Rz. 23

Arbeitgeber stehen häufig vor der Wahl, ordentlich unter Einhaltung der Kündigungsfrist oder fristlos zu kündigen. Mit der fristlosen Kündigung kann das Arbeitsverhältnis zwar sofort beendet werden, sodass keine Vergütungspflicht mehr besteht, sofern sich die Kündigung als wirksam erweist. Andererseits sind offene Urlaubsansprüche dann in jedem Fall abzugelten, da der Abgeltungsanspruch nach § 7 Abs. 4 BUrlG unabhängig ist von der Art der Beendigung des Arbeitsverhältnisses.[1]
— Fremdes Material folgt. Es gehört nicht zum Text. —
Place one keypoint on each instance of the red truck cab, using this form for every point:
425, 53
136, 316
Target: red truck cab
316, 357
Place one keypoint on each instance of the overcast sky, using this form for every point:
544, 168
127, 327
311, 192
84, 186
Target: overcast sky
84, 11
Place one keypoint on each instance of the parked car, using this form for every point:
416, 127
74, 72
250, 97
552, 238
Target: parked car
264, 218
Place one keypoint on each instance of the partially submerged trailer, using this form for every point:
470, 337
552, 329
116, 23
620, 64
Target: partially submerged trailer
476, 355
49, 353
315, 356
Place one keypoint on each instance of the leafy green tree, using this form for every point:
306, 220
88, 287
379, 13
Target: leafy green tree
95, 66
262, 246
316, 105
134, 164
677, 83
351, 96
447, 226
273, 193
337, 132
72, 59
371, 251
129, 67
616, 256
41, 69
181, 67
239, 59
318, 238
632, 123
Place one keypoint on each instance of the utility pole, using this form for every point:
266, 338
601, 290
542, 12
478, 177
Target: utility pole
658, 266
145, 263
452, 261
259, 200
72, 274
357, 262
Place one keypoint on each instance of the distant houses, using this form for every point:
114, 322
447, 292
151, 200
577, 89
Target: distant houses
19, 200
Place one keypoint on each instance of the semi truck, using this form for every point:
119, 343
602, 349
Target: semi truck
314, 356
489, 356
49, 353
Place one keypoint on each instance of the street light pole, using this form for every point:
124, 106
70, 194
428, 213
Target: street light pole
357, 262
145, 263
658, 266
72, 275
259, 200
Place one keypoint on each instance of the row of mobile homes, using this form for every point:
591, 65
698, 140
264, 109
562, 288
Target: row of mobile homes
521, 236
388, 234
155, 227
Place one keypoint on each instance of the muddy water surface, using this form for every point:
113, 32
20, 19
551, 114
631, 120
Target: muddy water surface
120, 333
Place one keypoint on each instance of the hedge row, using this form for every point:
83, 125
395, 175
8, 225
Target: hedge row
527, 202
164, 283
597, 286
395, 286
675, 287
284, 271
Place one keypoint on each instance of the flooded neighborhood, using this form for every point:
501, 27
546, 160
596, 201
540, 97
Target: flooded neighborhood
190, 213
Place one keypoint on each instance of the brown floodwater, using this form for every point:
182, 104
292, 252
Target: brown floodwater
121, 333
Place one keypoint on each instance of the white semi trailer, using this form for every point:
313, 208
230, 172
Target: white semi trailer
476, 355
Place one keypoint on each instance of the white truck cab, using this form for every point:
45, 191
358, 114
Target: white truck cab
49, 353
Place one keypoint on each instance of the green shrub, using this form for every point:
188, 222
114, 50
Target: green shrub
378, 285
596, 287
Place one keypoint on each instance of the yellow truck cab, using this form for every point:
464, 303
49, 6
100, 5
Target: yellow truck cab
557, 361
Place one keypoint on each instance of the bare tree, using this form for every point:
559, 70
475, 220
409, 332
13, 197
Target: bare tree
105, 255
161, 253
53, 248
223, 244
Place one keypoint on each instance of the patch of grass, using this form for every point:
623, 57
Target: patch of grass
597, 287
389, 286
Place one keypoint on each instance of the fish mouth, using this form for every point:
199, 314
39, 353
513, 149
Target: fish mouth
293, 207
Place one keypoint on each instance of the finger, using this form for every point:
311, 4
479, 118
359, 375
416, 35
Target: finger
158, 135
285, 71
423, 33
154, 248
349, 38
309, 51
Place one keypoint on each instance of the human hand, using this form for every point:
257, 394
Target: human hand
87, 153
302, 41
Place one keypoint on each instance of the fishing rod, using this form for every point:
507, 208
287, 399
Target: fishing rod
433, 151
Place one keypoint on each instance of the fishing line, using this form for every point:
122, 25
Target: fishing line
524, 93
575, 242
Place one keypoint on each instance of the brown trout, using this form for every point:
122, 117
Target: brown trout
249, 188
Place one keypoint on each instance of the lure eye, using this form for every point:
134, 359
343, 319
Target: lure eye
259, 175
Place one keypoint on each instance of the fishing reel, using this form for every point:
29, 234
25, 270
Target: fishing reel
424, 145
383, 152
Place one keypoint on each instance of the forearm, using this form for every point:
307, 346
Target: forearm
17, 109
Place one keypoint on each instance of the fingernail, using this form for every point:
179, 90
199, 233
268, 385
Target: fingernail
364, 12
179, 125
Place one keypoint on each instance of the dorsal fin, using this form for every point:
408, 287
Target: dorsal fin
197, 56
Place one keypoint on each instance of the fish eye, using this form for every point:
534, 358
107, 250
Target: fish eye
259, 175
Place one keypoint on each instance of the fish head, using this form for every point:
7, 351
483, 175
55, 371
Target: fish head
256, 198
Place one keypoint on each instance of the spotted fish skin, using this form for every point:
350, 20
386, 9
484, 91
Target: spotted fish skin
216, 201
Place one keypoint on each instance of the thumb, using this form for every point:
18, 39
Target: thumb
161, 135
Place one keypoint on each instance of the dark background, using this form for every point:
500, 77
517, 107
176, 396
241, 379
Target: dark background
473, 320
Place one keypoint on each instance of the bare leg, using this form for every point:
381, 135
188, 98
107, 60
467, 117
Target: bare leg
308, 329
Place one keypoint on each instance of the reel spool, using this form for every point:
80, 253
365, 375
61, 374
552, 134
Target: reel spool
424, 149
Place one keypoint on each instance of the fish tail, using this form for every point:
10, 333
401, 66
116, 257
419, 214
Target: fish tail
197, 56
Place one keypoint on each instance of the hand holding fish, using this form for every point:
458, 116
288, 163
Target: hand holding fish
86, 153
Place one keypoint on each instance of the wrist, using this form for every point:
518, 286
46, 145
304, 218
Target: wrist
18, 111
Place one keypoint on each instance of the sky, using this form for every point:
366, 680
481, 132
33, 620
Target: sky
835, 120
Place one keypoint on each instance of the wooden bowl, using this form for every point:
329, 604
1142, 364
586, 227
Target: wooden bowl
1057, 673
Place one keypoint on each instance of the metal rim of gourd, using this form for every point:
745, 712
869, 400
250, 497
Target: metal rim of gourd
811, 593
Zumindest bei kurzen Kündigungsfristen und offenen Urlaubsansprüchen lohnt sich daher meist der Ausspruch einer fristlosen Kündigung angesichts des mir ihr verbundenen Prozessrisikos nicht. Stattdessen greifen viele Arbeitgeber zu einer ordentlichen Kündigung und stellen den Arbeitnehmer unter Anrechnung von Urlaubsansprüchen und Ansprüchen auf Freizeitausgleich von der Arbeitsleistung frei (s. hierzu Rz. 13).

Ggf. sollte ausdrücklich klargestellt werden, dass mit der Freistellung sowohl bereits entstandene, als auch noch entstehende Urlaubsansprüche[2] und sowohl der gesetzliche Mindesturlaub, als auch übergesetzlicher Urlaub abgegolten wird[3].

 

Rz. 24

Um dem Risiko zu begegnen, im Falle der Unwirksamkeit der außerordentlichen Kündigung sowohl Annahmeverzug als auch Urlaubsabgeltung zahlen zu müssen, können Arbeitgeber dem BAG zufolge vorsorglich Urlaub bewilligen für den Fall, dass die außerordentliche Kündigung vor Gericht nicht stand hält. Voraussetzung dafür ist, dass der Arbeitgeber den Arbeitnehmer durch eine eindeutige Erklärung zur Erfüllung des Anspruchs auf Erholungsurlaub endgültig von der Arbeitsleistung befreit und das Urlaubsentgelt entweder vor Antritt des Urlaubs zahlt oder dessen Zahlung vorbehaltlos zusagt.[4] Zahlt der Arbeitgeber (aus seiner Sicht) Urlaubsabgeltung, bevor die Wirksamkeit oder Unwirksamkeit der außerordentlichen Kündigung feststeht, sollte er klarstellen, dass die Zahlung der Urlaubsabgeltung als Zahlung des Urlaubsentgelts für den betreffenden Zeitraum zu verstehen ist, sofern sich die außerordentliche Kündigung als unwirksam erweist.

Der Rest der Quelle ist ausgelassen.